While there have been several vaccines that are 90-95% efficacious, it will take a long time before the entire world’s population can be vaccinated. So, therapeutics that can save lives after infection are very important. A trial and error approach for repurposing the drugs along with their possible combinations with other drugs would be slow and would not be appropriate in a scenario where accelerating the process by a single day can save 1,000 lives. There is a dire need to develop new pipelines and approaches to discover antiviral agents against novel molecular targets such as SARS-CoV-2.
Based on our experience with the current pandemic, we do not think that this one is the last. The in-house preclinical discovery cost and time for a new drug compound by a pharmaceutical company that will lead to a new drug therapy is $209,522,157.00 (adjusted for inflation) and takes at least 3 years (only about 12% of all drugs developed eventually get approved by FDA; the failed attempts significantly increase the cost and time requirement of preclinical drug discovery).
We expect that adoption of the DeepDrug pipeline by the pharmaceutical industry will reduce the time for pre-clinical drug compound discovery and testing from 3 years to a matter of a few weeks and will thereby reduce the cost for this stage of discovery.
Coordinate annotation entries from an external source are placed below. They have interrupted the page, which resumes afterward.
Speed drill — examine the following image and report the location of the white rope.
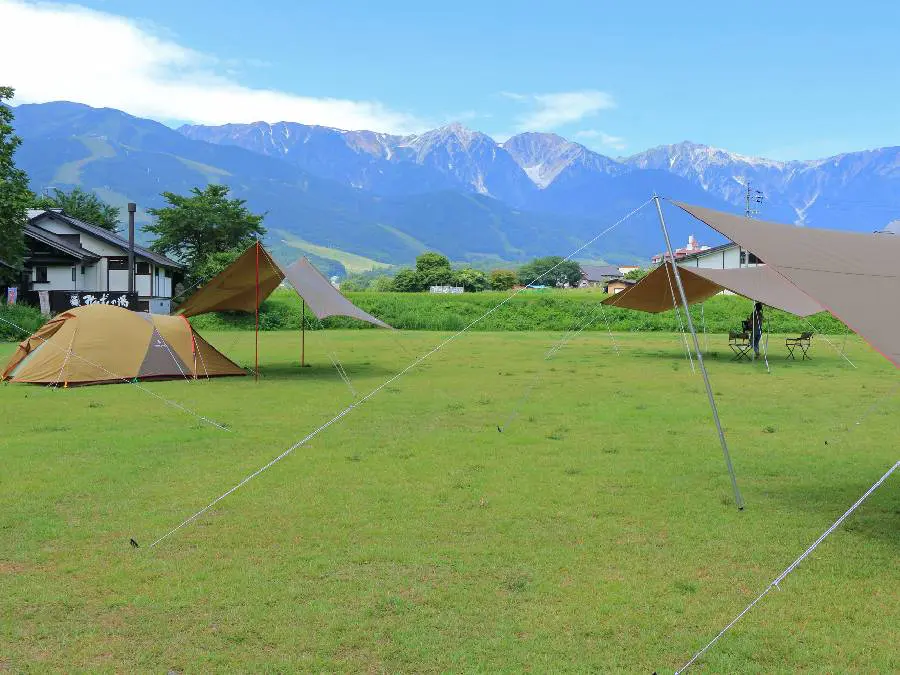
[803,317,856,368]
[0,316,231,431]
[150,199,652,548]
[54,330,78,387]
[148,328,192,384]
[497,303,619,434]
[675,462,900,675]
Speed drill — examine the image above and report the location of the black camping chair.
[728,331,753,361]
[784,331,812,361]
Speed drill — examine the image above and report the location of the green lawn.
[0,330,900,673]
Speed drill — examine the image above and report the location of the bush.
[0,304,47,342]
[185,289,849,334]
[490,270,519,291]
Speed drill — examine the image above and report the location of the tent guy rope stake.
[653,195,744,509]
[675,462,900,675]
[149,199,652,548]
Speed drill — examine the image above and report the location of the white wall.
[108,270,128,291]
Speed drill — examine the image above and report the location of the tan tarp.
[284,258,390,328]
[178,244,390,328]
[2,304,246,385]
[604,262,825,316]
[603,262,722,313]
[673,202,900,367]
[178,244,284,316]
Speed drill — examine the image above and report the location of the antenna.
[744,180,766,218]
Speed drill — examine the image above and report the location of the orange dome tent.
[2,304,247,385]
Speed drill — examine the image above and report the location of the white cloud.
[575,129,628,151]
[501,89,616,131]
[0,0,425,133]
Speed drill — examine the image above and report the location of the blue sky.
[0,0,900,159]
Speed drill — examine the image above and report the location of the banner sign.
[38,291,50,316]
[20,291,139,314]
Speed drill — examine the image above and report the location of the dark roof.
[28,209,184,269]
[25,222,100,262]
[581,265,619,281]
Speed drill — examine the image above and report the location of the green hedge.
[0,305,47,342]
[192,290,849,334]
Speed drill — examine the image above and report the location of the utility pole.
[744,180,766,218]
[128,202,137,294]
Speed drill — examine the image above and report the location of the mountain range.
[8,102,900,270]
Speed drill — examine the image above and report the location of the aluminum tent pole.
[653,195,744,509]
[253,239,259,382]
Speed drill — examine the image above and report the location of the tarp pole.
[253,239,259,382]
[653,195,744,509]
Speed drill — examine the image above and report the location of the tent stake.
[653,195,744,510]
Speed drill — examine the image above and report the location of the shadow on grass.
[249,361,396,382]
[766,476,900,550]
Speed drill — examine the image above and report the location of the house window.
[741,250,763,265]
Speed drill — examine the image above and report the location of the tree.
[0,87,34,283]
[625,269,650,281]
[451,267,488,293]
[416,251,453,290]
[367,274,394,293]
[33,187,120,232]
[393,268,424,293]
[519,255,581,286]
[145,185,266,285]
[194,248,245,286]
[490,270,519,291]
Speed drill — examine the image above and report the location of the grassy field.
[0,330,900,673]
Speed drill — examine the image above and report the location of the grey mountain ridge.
[8,102,900,270]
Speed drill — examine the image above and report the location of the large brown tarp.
[603,262,722,313]
[2,304,247,385]
[178,244,390,328]
[603,262,824,316]
[673,202,900,367]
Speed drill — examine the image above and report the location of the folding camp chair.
[728,331,753,361]
[784,331,812,361]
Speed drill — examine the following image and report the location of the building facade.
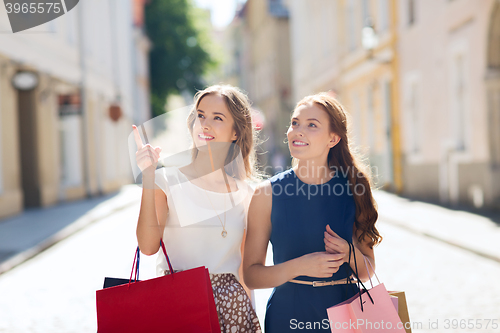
[0,0,150,218]
[223,0,293,173]
[398,0,500,208]
[288,0,402,190]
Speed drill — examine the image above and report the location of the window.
[347,0,357,51]
[452,54,467,150]
[378,0,390,31]
[0,90,3,195]
[408,80,421,154]
[367,84,377,148]
[362,0,372,27]
[408,0,415,26]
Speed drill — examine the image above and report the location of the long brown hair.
[187,85,260,180]
[296,93,382,248]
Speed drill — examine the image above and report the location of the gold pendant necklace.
[193,161,230,238]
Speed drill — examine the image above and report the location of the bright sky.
[195,0,245,28]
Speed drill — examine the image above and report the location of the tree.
[145,0,217,116]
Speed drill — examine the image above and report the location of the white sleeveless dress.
[155,167,261,332]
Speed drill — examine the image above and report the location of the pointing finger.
[326,224,340,238]
[132,125,144,150]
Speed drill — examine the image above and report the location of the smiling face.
[287,104,340,164]
[192,94,237,147]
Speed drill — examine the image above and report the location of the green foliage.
[145,0,217,116]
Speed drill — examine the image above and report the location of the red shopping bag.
[96,242,220,333]
[326,243,405,333]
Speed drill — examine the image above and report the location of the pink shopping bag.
[327,283,405,333]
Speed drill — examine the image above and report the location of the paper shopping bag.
[327,284,405,333]
[389,291,411,333]
[96,243,220,333]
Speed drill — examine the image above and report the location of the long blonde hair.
[187,85,260,179]
[294,93,382,248]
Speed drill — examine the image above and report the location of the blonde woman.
[133,85,261,332]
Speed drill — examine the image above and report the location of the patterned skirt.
[210,273,262,333]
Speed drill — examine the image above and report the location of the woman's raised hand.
[298,252,343,278]
[325,225,349,263]
[132,125,161,174]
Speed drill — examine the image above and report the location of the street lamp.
[361,19,378,59]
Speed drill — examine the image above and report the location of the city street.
[0,189,500,333]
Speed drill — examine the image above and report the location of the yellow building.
[225,0,293,173]
[287,0,402,191]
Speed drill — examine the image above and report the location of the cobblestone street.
[0,192,500,333]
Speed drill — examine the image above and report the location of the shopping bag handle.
[128,238,175,286]
[347,242,375,311]
[363,255,380,288]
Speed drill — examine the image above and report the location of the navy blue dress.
[265,169,356,333]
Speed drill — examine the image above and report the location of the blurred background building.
[0,0,500,217]
[218,0,500,208]
[0,0,150,218]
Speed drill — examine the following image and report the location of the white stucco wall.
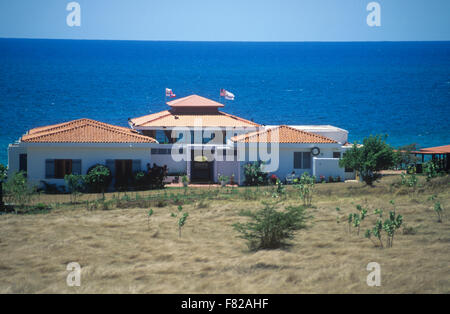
[243,144,344,180]
[151,154,187,177]
[214,161,240,183]
[313,157,345,181]
[10,144,151,185]
[8,144,27,177]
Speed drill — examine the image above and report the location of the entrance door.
[115,159,133,188]
[191,150,214,183]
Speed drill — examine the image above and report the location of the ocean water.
[0,39,450,163]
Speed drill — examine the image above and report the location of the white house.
[8,95,354,185]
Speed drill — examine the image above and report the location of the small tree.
[364,200,403,248]
[171,205,189,238]
[233,203,310,250]
[394,143,418,169]
[5,171,36,212]
[244,161,268,186]
[0,164,7,210]
[147,209,153,230]
[85,165,112,198]
[297,172,316,206]
[339,135,395,185]
[422,160,439,182]
[64,174,85,204]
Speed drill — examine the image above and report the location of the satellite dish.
[194,156,208,162]
[311,147,320,156]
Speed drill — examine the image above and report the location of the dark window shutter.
[132,159,141,173]
[302,152,311,169]
[19,154,27,172]
[72,159,81,174]
[45,159,55,179]
[294,152,302,169]
[333,152,341,158]
[106,159,116,177]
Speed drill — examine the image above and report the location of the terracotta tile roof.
[231,125,337,144]
[130,110,259,128]
[167,95,224,107]
[412,145,450,155]
[21,119,156,143]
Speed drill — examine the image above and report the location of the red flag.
[166,88,177,98]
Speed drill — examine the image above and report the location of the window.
[294,152,311,169]
[155,130,170,144]
[333,152,341,158]
[19,154,28,172]
[151,148,172,155]
[45,159,81,179]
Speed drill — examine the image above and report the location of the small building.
[8,95,354,185]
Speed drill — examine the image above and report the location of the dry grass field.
[0,176,450,293]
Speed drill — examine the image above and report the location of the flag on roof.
[220,88,234,100]
[166,88,177,98]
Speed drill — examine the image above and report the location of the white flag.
[223,90,234,100]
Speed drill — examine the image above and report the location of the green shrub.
[233,203,310,250]
[171,205,189,238]
[339,135,396,185]
[4,171,36,208]
[422,160,439,181]
[296,172,316,206]
[85,165,112,198]
[147,209,153,230]
[244,161,268,186]
[64,174,85,203]
[365,200,403,248]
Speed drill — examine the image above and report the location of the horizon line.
[0,36,450,43]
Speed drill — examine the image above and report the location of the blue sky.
[0,0,450,41]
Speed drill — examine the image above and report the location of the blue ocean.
[0,39,450,163]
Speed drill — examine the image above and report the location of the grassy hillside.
[0,176,450,293]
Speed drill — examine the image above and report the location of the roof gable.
[21,119,156,143]
[130,110,260,128]
[231,125,337,144]
[167,95,224,108]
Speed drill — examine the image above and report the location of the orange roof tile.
[231,125,337,144]
[130,110,259,128]
[167,95,224,107]
[21,119,156,143]
[412,145,450,155]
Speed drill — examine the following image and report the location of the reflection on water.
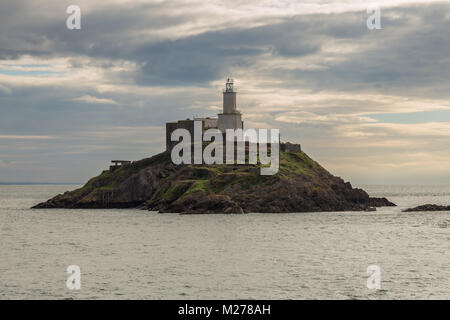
[0,186,450,299]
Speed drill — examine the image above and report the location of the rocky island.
[403,204,450,212]
[34,151,395,213]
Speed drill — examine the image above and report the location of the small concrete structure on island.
[109,160,131,172]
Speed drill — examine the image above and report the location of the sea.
[0,184,450,300]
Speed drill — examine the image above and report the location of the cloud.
[0,84,12,94]
[73,95,117,104]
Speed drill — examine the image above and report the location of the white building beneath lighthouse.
[166,78,244,150]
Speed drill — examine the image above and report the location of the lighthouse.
[218,78,243,132]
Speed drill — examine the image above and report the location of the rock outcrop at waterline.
[403,204,450,212]
[34,151,395,213]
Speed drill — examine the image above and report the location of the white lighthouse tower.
[218,78,243,132]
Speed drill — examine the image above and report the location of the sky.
[0,0,450,185]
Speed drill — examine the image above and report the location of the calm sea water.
[0,185,450,299]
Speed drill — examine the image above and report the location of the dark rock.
[403,204,450,212]
[34,147,394,214]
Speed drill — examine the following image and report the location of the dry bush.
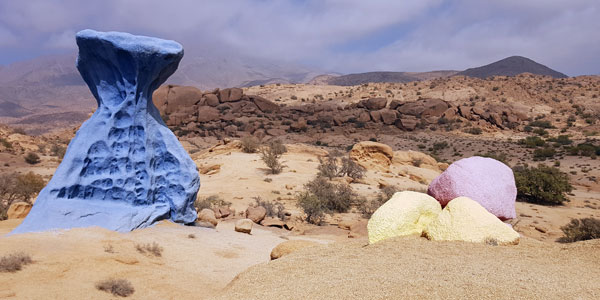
[261,141,287,174]
[194,195,231,212]
[240,135,260,153]
[557,218,600,243]
[135,242,163,257]
[296,177,358,224]
[0,252,33,273]
[96,279,135,297]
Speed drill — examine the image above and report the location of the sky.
[0,0,600,76]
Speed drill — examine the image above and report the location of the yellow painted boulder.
[367,191,442,244]
[424,197,520,245]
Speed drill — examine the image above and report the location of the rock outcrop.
[424,197,520,245]
[367,191,442,244]
[271,240,319,260]
[13,30,200,233]
[427,156,517,220]
[349,141,394,171]
[6,201,31,219]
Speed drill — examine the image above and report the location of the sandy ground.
[0,220,329,299]
[216,237,600,299]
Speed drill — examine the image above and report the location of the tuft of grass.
[135,242,163,257]
[96,279,135,297]
[0,252,33,273]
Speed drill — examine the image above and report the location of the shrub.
[240,136,260,153]
[135,242,163,257]
[557,218,600,243]
[0,252,33,273]
[513,164,573,205]
[24,152,40,165]
[261,141,287,174]
[194,195,231,212]
[96,279,135,297]
[296,176,356,224]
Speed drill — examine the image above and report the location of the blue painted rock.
[13,30,200,233]
[427,156,517,220]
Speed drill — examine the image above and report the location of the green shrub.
[513,164,573,205]
[96,279,135,297]
[557,218,600,243]
[296,176,356,224]
[0,252,33,273]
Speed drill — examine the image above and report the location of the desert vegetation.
[96,278,135,297]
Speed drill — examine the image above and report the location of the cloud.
[0,0,600,75]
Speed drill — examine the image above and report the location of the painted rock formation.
[427,156,517,220]
[424,197,520,245]
[367,191,442,244]
[13,30,200,233]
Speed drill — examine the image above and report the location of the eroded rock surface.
[13,30,200,233]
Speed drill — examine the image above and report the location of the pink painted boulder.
[427,156,517,220]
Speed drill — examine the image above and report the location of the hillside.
[308,71,457,86]
[456,56,568,79]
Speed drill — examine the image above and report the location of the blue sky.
[0,0,600,76]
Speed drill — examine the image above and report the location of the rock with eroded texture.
[271,240,319,260]
[424,197,520,245]
[12,30,200,233]
[427,156,517,220]
[6,201,31,219]
[367,191,442,244]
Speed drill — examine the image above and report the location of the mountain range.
[0,53,567,132]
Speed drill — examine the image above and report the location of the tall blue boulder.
[12,30,200,233]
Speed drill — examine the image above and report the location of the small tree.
[25,152,40,165]
[513,164,573,205]
[261,142,287,174]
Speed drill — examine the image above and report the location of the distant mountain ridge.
[456,56,569,79]
[309,56,568,86]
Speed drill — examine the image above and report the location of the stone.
[12,30,200,234]
[250,96,280,113]
[349,141,394,171]
[379,109,398,125]
[204,94,220,107]
[271,240,319,260]
[367,191,442,244]
[427,156,517,220]
[235,219,254,234]
[246,206,267,224]
[196,106,221,123]
[395,117,418,131]
[6,201,31,219]
[260,217,285,228]
[423,197,520,245]
[361,98,387,110]
[198,208,219,226]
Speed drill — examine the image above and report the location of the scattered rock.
[235,219,254,234]
[246,206,267,224]
[260,217,285,228]
[349,141,394,171]
[198,208,219,226]
[367,191,442,244]
[427,156,517,220]
[6,201,31,219]
[271,240,319,260]
[424,197,520,245]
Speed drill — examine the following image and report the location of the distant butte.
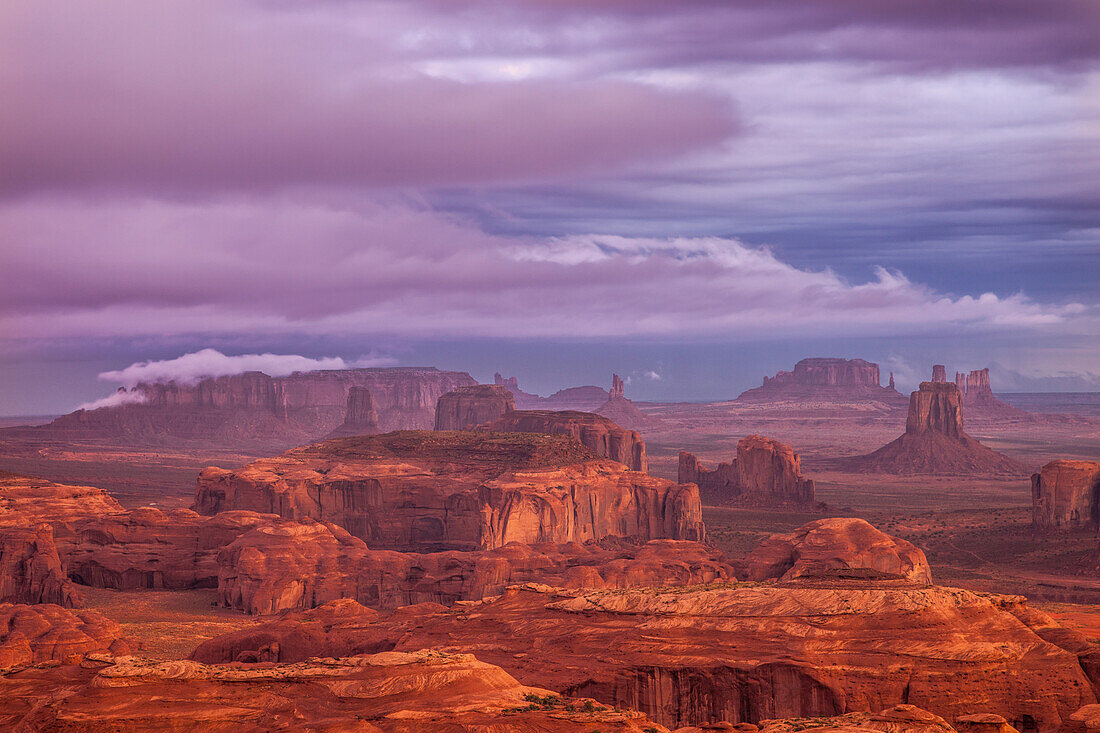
[833,382,1026,475]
This is accomplished by removing the inherent inefficacies of high throughput screening that is now used in the search for new drug compounds. The expected impact that we are trying to achieve is the reduction of disease, the alleviation of debilitating health issues, and the improvement of quality of life through a more efficient and cost-effective method for the development of new drug therapies. We expect that through drug repurposing we will be able to save lives within months.
The DeepDrug pipeline can now not only deliver to pharmaceutical researchers antiviral molecules for Covid-19 in the same way that Tamiflu is used for seasonal flu today), but can also rapidly respond to future outbreaks of either SARS-CoV-2 or emerging viruses/pathogens. Factor in the broader application of pipeline to the full spectrum of uses that it can be put to by industry, academic, and governmental researchers, and the number of lives affected expands exponentially.
How has the AI XPRIZE competition furthered your success? How has it changed you?
The competition has brought serious attention to our technology with accompanying funding and other resources.
Lastly, outside of your work, what's an area of AI that's exciting you right now?
Confidence Aware AI: AI that predicts how trustworthy its output is. AI for future data: Building AI where much of the data will be available in the future. For example, designing artifacts that interact with humans where the human interaction data is available much later after design. AI for the design of lipid nanomaterials for drug transport.